8 / 10 For someone who has achieved so much – producing Scarlett Johansson, collaborating with David Bowie and standing proud at the top of NME’s Future 50 – it’s strange how there remains something of the underachiever to David Sitek. Blame TV On The Radio. It was TVOTR’s glorious 2003 EP ‘Young Liars’, made in vocalist Tunde Adebimpe’s Brooklyn loft, that brought Sitek to national attention. But their first two albums were sometimes easier to admire than love; glittering and flighty, but perhaps too aloof to carry you up with them. And even as the outfit expanded, its multi-talented instrumentalist/producer has seemed wary of calling it a band – sorry, it’s just a “project”, apparently – all of which leaves you with the impression TVOTR is a glorious showcase for an auteur to showcase his skills, but not – not quite – the sound of a brilliant rock group.



With ‘Dear Science’ you get the impression that Sitek intends to change all that. Certainly, it’s TVOTR’s most accessible album so far, but this isn’t simply the case of band caving in and giving the people what they want. Rather, ‘Dear Science’ cuts through genres like a laser through a music encyclopaedia, making strange connections, but always with pop clarity as the ultimate aim. As ever, Sitek’s production shines. Every track is loaded with sonic tricks; there’s handclaps, sparring horns, unexpected new layers that loom out of the canvas like a Magic Eye canvas. The opening ‘Halfway Home’ is roughly what you might get if you blended The Trashman’s surf-rock classic ‘Surfin’ Bird’ with the gravity-defying synths of Gary Numan. ‘Golden Age’ comes on like Michael Jackson’s ‘Don’t Stop ’Til You Get Enough’ until the chorus, which explodes into brass-lifted gospel.
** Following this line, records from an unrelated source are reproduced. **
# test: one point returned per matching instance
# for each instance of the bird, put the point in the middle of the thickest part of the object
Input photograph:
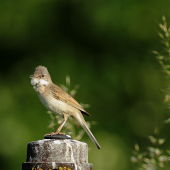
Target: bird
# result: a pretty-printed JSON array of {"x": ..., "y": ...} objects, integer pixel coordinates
[{"x": 59, "y": 101}]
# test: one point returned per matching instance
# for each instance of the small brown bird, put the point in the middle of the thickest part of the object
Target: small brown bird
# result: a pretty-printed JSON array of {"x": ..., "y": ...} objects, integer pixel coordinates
[{"x": 58, "y": 101}]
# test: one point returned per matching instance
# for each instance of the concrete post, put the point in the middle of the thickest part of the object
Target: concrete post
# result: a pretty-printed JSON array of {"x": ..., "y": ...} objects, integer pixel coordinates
[{"x": 57, "y": 154}]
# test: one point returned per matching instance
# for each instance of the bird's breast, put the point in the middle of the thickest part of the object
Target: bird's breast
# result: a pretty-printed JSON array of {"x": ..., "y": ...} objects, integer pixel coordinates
[{"x": 56, "y": 106}]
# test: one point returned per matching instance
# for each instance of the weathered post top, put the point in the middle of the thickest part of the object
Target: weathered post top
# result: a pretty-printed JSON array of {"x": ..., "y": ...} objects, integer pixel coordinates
[{"x": 57, "y": 154}]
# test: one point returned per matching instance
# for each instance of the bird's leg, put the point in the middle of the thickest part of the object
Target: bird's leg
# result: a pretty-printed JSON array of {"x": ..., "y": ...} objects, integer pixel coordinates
[{"x": 59, "y": 128}]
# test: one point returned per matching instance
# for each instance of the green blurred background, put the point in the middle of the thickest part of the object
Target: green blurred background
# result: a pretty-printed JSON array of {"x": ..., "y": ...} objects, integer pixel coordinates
[{"x": 106, "y": 48}]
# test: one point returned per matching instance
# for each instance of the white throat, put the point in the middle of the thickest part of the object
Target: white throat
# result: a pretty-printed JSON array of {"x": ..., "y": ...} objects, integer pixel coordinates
[{"x": 39, "y": 82}]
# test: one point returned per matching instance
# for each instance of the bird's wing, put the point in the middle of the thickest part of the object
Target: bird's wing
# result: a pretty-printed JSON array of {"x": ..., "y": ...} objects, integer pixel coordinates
[{"x": 61, "y": 95}]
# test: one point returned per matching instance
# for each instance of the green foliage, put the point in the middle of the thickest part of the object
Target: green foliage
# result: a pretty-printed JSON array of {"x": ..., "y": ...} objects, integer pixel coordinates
[{"x": 155, "y": 157}]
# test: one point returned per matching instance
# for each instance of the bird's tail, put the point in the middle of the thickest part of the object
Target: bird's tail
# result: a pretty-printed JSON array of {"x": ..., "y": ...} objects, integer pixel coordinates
[{"x": 86, "y": 128}]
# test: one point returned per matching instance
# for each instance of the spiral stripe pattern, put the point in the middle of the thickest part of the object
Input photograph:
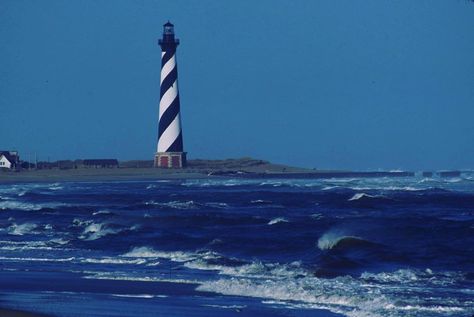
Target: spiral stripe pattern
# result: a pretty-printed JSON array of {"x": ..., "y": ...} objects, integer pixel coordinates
[{"x": 169, "y": 127}]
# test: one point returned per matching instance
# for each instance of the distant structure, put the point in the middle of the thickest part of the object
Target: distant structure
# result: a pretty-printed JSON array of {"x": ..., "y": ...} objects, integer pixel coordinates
[
  {"x": 9, "y": 159},
  {"x": 100, "y": 163},
  {"x": 169, "y": 152}
]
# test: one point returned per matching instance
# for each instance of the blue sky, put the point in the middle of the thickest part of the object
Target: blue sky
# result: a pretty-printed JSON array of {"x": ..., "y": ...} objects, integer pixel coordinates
[{"x": 327, "y": 84}]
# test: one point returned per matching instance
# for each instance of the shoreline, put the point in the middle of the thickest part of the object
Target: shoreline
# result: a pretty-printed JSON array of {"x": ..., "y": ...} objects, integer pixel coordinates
[
  {"x": 150, "y": 174},
  {"x": 7, "y": 312}
]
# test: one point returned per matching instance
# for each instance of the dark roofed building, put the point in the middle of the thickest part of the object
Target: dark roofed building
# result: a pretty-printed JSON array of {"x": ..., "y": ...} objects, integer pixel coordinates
[
  {"x": 101, "y": 163},
  {"x": 9, "y": 159}
]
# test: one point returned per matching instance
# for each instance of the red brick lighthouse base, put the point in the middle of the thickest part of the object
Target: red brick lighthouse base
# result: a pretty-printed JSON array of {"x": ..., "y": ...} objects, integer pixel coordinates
[{"x": 170, "y": 159}]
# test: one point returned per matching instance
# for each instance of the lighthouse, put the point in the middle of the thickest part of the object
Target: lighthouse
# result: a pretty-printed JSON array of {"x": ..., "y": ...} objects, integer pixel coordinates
[{"x": 169, "y": 153}]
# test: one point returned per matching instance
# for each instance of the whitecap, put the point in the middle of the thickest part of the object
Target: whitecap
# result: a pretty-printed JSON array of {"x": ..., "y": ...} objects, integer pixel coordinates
[
  {"x": 96, "y": 231},
  {"x": 102, "y": 212},
  {"x": 331, "y": 239},
  {"x": 360, "y": 196},
  {"x": 19, "y": 230},
  {"x": 147, "y": 296},
  {"x": 277, "y": 220},
  {"x": 174, "y": 204},
  {"x": 109, "y": 260}
]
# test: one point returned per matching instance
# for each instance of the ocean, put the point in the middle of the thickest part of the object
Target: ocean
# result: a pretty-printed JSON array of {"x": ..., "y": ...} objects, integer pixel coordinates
[{"x": 239, "y": 247}]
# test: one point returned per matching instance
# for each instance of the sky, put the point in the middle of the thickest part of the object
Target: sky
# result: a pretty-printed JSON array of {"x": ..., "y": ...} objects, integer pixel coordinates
[{"x": 333, "y": 84}]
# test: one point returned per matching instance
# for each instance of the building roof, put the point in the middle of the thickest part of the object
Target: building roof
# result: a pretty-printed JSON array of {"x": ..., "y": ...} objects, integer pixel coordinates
[
  {"x": 100, "y": 162},
  {"x": 10, "y": 156}
]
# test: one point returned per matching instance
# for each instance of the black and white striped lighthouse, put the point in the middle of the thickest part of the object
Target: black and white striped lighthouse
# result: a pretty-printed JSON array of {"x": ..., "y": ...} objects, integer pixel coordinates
[{"x": 170, "y": 138}]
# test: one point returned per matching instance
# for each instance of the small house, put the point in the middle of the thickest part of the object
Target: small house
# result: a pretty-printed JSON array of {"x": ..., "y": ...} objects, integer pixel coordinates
[
  {"x": 9, "y": 159},
  {"x": 100, "y": 163}
]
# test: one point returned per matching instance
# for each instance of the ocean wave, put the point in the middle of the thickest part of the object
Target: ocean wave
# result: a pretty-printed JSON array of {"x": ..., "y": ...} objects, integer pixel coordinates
[
  {"x": 421, "y": 278},
  {"x": 122, "y": 276},
  {"x": 175, "y": 256},
  {"x": 95, "y": 231},
  {"x": 344, "y": 294},
  {"x": 19, "y": 230},
  {"x": 109, "y": 260},
  {"x": 102, "y": 212},
  {"x": 175, "y": 204},
  {"x": 17, "y": 205},
  {"x": 146, "y": 296},
  {"x": 337, "y": 239},
  {"x": 361, "y": 196},
  {"x": 277, "y": 220},
  {"x": 261, "y": 202},
  {"x": 29, "y": 259}
]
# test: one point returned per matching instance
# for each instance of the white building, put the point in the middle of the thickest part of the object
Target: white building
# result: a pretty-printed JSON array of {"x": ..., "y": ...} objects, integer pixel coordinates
[{"x": 9, "y": 159}]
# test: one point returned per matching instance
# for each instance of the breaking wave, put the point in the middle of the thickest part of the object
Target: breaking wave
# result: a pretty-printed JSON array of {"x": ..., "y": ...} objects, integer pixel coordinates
[
  {"x": 19, "y": 230},
  {"x": 277, "y": 220},
  {"x": 95, "y": 231},
  {"x": 335, "y": 239}
]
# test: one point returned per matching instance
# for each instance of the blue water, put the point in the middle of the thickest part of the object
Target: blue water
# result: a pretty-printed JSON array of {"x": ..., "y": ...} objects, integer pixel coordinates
[{"x": 355, "y": 247}]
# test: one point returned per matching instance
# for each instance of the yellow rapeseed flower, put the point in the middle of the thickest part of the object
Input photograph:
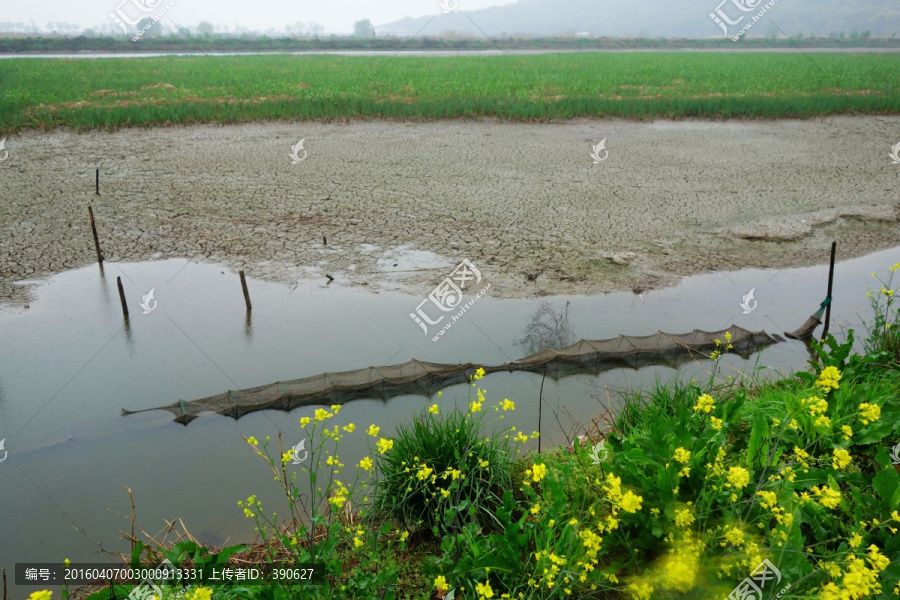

Sometimes Adebimpe’s lyrics have seemed cold and elliptical, but here they flip back in on themselves, with puns and free association… and did he really just sing something about a “foam-injected Axl Rose”? There is the very occasional slip towards pastiche: ‘Crying’ couldn’t be more Prince if it changed its name to a toddler’s squiggle. But when ‘Dead Science’ works smoothly, it’s stunning. See the sparse, elegiac ‘Stork And Owl’, which sees Adebimpe’s bruised falsetto fall gently to Earth through slow gusts of plucked strings and strummed harp. So Dave, are we allowed to call this a great rock “band” yet?